Refuser les poids indus

De nombreuses générations peuplent les premiers chapitres de la Bible. Illustrant les dons transmis par les parents, ces pages soulignent aussi la nécessité pour les enfants de se libérer des poids que font peser sur eux les géniteurs. Rencontre avec André Wénin, bibliste à Louvain-la-Neuve en Belgique.

«Honore ton père et ta mère»: l’Ancien Testament fonde la relation aux parents sur un commandement…

ANDRE WÉNIN On peut noter tout d’abord que c’est le seul des dix commandements qui soit formulé de manière positive. Ce n’est pas un interdit, comme le meurtre, l’adultère ou le vol: il ne s’agit donc pas d’une voie sans issue. D’ailleurs, une promesse est liée à ce commandement, celle d’«avoir longue vie sur la terre». Mais il faut aller plus loin: au sens propre, le verbe hébreu que nous traduisons par «honorer» signifie «rendre lourd, alourdir». C’est à comprendre de deux manières. La Bible appelle d’une part à accorder tout leur poids aux parents, et à ce qu’ils instaurent: la vie, la relation et le bonheur. L’enfant doit donc honorer ce qu’il a reçu d’eux comme des dons. Mais ces dons peuvent aussi être empoisonnés. On hérite également des fautes de ses parents, qui sont des poids… Et c’est le second sens du verbe: honorer ses parents, c’est aussi refuser de porter les poids illégitimes que leurs erreurs font peser sur les enfants, ou que leurs désirs projettent sur eux.

Honorer ses parents, c’est donc aussi se libérer de leur emprise?

Oui, selon la Bible, l’enfant n’a pas à devenir l’esclave de ses parents. Une personne ne doit pas se laisser alourdir l’existence par le poids des projections paternelles ou maternelles sur elle (pour une carrière par exemple), ou encore par les erreurs des géniteurs. Mais c’est une ligne de crête: on peut trouver un héritage lourd et le rejeter, et, ce faisant, rejeter indûment la part bonne du don…

La solution, c’est de «quitter la maison de son père», comme le fait Abraham?

Ce patriarche le montre: honorer le père, c’est aussi le laisser dans ses problèmes, quand il exerce une emprise trop forte. Car dans le récit, tous les personnages sont référés à Térah, le père d’Abraham: il y a là un nœud de relations. Or l’enfermement n’est pas une fatalité! On peut en sortir. Mais c’est un travail qui prend du temps, et qui peut nécessiter des accommodements.

Pour la Bible, nos histoires avec nos parents sont toujours compliquées…

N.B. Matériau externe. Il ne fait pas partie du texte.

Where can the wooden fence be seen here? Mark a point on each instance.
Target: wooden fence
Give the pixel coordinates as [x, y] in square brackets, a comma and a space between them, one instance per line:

Cela remonte à l’origine. Dans les récits de la Genèse, le lien entre les générations se modèle sur l’histoire de Caïn. On considère en général que le meurtre d’Abel dépend de la jalousie de son frère, provoquée par le fait que Dieu n’a pas regardé avec faveur son offrande. Mais cette jalousie a des racines plus anciennes. Les mots du récit manifestent une sorte de mainmise d’Eve sur son fils: Caïn est pris dans un lien fusionnel avec sa mère. Il considère dès lors que tout lui revient. C’est sur ce terrain que la jalousie à l’encontre de son frère se développe. Mais cette emprise maternelle remonte plus loin: Eve n’est traitée dans le texte que comme un objet. C’est l’homme qui est sujet. Ce déséquilibre dans l’histoire parentale engendre la suite des drames familiaux. Ce récit montre bien qu’on n’en a jamais fini avec ses parents… On en a un autre exemple chez Juda, le fils de Jacob: alors qu’il a appris à se libérer de ce qui paralysait sa vie, grâce à un subterfuge imposé par Tamar, une personne extérieure à la famille, il saura pourtant honorer son père plus tard, en respectant sa faiblesse. Des parents ne seront-ils pas honorés si leur enfant est capable d’épanouir la vie qu’ils lui ont transmise, en s’arrachant aux aliénations où elle se trouve enchevêtrée à cause d’eux… même sans anéantir les liens avec eux?